Sans doute le signal signifie que la route est libre, car le lien de chanvre se tend de nouveau. De nouveau, un corps noir descend au ras du mur.

Une minute s’écoule, un siècle pour Jud, qui tremble à chaque seconde d’être découvert. Mais les fugitifs sont trop occupés de leur manœuvre pour distinguer celui qui les espionne.

Tous deux sont à présent dans la cour inférieure. Ils chuchotent :

— Eh bien, Tom, vieux garçon, cela marche-t-il à vos souhaits ?

— Bien sûr, Jetty… bien sûr… Si cela continue, je serai comme vous-même.

— Que voulez-vous exprimer par ces mots ?

— Que je croirai au « Crâne » avec autant de dévotion qu’au vieux Nick (le diable).

Ils rient sans bruit.

— Et la corde ? reprend Tom.

— Laissons-la… Ce sera une consolation pour le manager (directeur, forme burlesque). Il perd deux bouches à nourrir, et il gagne un beau filin qui vaut trois dollars comme dix cents… C’est une superbe affaire.

Cependant, Jud se consulte. Chacun des bandits apparaît un hercule, auprès de lui.

Jetty est très grand, osseux. Sous la clarté de la lune, à laquelle il s’expose avec la tranquillité d’un homme assuré de n’être pas dérangé, l’enfant le voit bronzé, la moustache noire, souple d’allures, presque félin, sinistre, inquiétant.
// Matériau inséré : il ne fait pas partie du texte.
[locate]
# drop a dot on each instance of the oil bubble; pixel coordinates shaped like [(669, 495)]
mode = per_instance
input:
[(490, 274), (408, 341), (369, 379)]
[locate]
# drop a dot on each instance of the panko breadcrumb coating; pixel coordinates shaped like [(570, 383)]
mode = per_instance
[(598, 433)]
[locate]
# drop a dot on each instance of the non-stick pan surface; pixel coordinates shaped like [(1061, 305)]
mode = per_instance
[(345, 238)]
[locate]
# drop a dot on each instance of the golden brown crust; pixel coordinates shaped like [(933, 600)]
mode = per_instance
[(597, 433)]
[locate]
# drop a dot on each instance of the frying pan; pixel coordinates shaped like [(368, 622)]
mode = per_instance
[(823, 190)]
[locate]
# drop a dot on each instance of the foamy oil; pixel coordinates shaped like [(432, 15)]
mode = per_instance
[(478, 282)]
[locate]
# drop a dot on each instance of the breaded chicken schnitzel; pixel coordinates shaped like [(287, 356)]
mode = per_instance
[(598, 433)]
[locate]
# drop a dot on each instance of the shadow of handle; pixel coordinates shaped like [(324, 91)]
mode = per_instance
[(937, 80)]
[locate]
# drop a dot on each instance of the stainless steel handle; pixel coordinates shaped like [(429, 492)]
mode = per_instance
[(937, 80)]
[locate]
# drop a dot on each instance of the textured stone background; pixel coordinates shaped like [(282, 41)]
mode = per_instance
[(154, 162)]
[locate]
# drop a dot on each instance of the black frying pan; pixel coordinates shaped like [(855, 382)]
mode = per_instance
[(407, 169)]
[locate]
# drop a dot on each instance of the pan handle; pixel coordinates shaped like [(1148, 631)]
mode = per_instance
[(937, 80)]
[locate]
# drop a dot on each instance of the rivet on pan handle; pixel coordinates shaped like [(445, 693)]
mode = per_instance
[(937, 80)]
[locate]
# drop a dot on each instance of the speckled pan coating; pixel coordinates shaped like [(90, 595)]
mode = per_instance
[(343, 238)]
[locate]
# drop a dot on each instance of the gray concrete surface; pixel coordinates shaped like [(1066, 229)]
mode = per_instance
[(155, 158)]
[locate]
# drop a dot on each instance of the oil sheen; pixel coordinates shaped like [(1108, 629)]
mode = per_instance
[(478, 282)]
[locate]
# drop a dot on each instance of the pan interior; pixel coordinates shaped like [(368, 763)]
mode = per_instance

Le misérable est coquet… Il a des prétentions à l’élégance. Ses cheveux sont bien coiffés, lissés avec soin sous la calotte de laine ; sa moustache se retrousse en pointes conquérantes.

Tom, lui, est énorme, trapu… Sa tignasse, sa barbe hirsutes cachent presque complètement la peau de sa face. Ses yeux brillent dans cette broussaille, comme des yeux de fauve dans un buisson.

Il n’y a pas à s’y méprendre : ce sont là de dangereux compagnons.